The following built-in role configurations cover the most common use cases. These can be used as starting points when creating roles for your organization.

### Organization Roles

| Role          | Description                                | Key permissions                                                                 |
| :------------ | :----------------------------------------- | :------------------------------------------------------------------------------ |
| **Org Admin** | Full control over the entire organization. | All org permissions: `users.*`, `workspace.*`, `org.*`, `settings_read`.        |
| **Org Base**  | Standard organization member.              | `users_read`, `workspace_read`, `workspace_write`, `org_read`, `settings_read`. |

### Workspace Roles

| Role       | Description                                | Key permissions                                                                                                                 |
| :--------- | :----------------------------------------- | :------------------------------------------------------------------------------------------------------------------------------ |
| **Admin**  | Full control over a specific workspace.    | All workspace permissions including `workspace_admin`.                                                                          |
| **Editor** | Can create and manage AI resources.        | `flows_edit`, `flows_delete`, `flows_run`, `agents_edit`, `agents_delete`, `agents_run`, `kbs_edit`, `kbs_delete`, `kbs_query`. |
| **Reader** | Run and query resources, no modifications. | `flows_run`, `agents_run`, `kbs_query`.                                                                                         |

***

## Creating Custom Roles

If the default roles don't meet your needs, create custom roles with a specific set of permissions.

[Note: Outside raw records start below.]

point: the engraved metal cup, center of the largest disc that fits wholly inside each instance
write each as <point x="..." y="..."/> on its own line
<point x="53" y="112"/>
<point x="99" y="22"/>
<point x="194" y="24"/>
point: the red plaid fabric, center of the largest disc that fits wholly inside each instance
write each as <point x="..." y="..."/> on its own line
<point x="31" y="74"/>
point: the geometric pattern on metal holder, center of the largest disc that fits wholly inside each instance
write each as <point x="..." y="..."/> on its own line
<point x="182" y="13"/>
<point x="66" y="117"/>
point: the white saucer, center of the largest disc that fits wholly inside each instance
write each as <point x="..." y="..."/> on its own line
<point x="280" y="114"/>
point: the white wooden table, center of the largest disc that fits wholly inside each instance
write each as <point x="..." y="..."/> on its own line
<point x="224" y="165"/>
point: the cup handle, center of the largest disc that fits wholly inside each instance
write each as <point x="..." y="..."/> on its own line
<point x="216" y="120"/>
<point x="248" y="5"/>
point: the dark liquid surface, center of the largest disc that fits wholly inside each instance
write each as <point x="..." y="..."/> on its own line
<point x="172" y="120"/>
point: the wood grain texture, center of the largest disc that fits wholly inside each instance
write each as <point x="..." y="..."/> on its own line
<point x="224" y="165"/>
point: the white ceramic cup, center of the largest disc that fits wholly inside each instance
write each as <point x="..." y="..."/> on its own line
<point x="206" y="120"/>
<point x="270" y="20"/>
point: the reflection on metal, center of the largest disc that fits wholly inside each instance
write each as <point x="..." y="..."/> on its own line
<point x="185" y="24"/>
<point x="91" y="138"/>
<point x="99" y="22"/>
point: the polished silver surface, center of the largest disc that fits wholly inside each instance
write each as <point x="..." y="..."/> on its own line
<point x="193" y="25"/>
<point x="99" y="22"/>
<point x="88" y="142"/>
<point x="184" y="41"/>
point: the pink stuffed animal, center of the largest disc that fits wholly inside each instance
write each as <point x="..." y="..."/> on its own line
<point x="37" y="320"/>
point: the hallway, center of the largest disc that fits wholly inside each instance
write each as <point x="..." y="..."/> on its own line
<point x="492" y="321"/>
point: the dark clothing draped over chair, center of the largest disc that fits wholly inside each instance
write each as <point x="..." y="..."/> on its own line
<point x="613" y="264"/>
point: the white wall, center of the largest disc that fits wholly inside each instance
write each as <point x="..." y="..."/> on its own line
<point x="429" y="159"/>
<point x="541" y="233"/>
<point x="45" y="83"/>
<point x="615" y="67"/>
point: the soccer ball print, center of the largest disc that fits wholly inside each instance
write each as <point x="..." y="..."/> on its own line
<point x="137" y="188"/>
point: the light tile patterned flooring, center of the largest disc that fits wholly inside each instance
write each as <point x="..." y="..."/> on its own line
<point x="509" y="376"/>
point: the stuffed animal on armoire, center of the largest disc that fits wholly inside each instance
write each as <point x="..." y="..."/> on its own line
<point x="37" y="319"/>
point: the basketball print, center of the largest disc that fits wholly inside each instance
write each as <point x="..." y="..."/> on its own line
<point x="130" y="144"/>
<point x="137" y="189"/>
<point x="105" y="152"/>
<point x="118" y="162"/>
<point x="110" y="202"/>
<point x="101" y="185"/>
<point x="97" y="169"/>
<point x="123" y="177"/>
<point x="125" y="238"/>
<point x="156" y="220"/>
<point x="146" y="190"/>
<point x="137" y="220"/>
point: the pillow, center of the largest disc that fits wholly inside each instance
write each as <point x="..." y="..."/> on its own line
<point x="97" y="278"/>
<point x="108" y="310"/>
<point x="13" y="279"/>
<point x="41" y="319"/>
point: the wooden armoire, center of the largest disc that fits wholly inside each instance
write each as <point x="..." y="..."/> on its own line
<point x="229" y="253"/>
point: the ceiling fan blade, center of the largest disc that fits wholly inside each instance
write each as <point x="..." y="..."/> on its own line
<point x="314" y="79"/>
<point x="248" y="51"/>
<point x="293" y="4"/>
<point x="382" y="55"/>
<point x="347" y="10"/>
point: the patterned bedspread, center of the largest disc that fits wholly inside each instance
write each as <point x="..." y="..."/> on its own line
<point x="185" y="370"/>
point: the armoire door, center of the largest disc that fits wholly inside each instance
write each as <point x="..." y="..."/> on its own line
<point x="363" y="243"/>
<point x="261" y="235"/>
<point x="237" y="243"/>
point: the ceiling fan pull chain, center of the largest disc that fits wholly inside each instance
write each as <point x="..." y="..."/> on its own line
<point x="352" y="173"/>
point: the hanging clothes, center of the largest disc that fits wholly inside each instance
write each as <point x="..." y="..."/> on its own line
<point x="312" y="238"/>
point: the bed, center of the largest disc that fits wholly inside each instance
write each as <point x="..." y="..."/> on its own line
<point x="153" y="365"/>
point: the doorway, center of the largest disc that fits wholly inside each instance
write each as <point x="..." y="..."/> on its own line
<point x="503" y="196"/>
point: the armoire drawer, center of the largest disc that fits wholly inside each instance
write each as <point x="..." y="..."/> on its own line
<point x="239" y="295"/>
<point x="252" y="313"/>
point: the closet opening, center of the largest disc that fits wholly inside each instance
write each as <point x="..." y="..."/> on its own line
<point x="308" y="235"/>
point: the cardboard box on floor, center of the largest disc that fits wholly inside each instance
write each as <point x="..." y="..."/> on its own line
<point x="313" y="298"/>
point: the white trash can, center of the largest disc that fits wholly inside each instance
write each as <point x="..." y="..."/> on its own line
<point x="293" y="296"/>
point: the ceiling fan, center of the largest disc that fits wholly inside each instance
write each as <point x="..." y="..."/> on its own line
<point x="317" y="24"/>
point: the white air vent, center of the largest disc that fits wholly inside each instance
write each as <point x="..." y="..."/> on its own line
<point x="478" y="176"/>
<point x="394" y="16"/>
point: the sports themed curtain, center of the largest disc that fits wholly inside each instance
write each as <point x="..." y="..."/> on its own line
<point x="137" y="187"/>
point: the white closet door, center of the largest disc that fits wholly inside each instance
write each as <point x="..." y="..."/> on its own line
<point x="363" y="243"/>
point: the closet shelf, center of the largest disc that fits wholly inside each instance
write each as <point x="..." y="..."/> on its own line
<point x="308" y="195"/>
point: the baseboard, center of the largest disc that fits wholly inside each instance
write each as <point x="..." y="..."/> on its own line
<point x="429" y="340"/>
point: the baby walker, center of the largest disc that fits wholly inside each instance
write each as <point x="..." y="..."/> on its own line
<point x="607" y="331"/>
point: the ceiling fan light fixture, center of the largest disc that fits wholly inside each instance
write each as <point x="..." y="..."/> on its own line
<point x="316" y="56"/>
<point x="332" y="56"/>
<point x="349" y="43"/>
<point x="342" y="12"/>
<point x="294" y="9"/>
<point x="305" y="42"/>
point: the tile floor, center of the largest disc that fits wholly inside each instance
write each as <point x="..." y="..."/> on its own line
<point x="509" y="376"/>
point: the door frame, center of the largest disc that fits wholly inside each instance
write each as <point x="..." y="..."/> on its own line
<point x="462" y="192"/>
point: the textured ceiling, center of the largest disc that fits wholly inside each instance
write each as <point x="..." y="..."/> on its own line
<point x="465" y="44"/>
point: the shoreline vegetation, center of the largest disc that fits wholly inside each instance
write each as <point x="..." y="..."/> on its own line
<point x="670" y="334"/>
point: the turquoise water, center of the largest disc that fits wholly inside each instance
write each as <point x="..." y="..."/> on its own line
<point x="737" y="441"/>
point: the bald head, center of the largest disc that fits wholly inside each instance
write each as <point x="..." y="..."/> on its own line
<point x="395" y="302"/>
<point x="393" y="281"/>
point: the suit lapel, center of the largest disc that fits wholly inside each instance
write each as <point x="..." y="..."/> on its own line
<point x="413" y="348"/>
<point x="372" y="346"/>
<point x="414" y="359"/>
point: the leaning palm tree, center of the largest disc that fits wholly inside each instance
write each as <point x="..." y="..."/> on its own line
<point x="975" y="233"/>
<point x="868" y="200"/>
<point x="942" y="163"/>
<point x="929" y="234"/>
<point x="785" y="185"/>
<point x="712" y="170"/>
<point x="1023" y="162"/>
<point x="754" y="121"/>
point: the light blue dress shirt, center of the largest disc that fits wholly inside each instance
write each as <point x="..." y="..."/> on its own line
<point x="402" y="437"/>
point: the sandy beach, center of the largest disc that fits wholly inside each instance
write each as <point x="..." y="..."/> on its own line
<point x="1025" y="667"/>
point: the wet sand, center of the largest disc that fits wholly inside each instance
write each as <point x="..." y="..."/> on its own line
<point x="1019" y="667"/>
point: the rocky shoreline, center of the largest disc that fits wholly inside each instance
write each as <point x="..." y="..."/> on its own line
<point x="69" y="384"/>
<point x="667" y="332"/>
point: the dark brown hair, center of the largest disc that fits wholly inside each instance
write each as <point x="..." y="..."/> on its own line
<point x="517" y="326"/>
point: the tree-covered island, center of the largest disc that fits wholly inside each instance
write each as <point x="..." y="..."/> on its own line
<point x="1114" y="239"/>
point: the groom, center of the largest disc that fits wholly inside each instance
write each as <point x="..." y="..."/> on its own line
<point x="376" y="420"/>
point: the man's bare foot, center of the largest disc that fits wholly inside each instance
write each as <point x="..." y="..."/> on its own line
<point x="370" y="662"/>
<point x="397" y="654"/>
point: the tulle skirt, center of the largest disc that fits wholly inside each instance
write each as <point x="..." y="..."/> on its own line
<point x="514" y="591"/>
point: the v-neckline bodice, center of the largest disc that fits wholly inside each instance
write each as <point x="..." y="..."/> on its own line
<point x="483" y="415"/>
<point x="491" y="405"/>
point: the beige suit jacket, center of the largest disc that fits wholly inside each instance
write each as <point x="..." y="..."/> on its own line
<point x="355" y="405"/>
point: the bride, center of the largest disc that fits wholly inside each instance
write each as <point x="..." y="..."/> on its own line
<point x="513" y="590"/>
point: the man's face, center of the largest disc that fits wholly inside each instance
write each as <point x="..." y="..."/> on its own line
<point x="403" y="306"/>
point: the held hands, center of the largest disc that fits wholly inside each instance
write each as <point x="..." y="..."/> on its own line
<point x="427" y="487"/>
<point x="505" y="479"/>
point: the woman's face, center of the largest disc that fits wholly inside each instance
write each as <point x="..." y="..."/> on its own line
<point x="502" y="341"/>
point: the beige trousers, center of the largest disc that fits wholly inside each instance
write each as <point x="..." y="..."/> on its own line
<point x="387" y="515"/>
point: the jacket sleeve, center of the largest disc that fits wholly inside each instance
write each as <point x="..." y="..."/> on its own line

**Organization-level roles:**

1. Navigate to **Settings** → **Roles** → **Organization** tab.
2. Click **Create role**.
3. Provide a name and optional description.
4. Select the desired organization-level permissions.
5. Click **Save**.

**Workspace roles:**

1. Navigate to **Settings** → **Roles** → **Workspace** tab.
2. Use the workspace picker to choose a specific workspace or **All workspaces** (creates a global role).
3. Click **Create role**.
4. Provide a name and optional description.
5. Select the desired workspace-level permissions.
6. Click **Save**.

<Note>
  Roles created with **All workspaces** selected are global roles and apply to every workspace. Roles created for a specific workspace only apply to members of that workspace.
</Note>

***

## Assigning Roles to Users

Roles can be assigned when inviting a user or updated later in the user management section.

### At the Organization Level

1. Go to **Settings** → **Users**.
2. Select a user and click **Edit role**.
3. Choose the appropriate organization-level role.

### At the Workspace Level

1. Navigate to a specific workspace's **Settings** → **Users**.
2. Click **Add users** or edit an existing member's role.
3. Select the workspace-specific role.

***

## API Key Permissions

When creating a workspace API key you can optionally restrict it to a subset of workspace permissions. A key with no restrictions has full access to all workspace permissions. A restricted key can only be granted permissions the creating user already has.

For a full reference of permission keys, see [Permissions Overview](/core/concepts/permissions).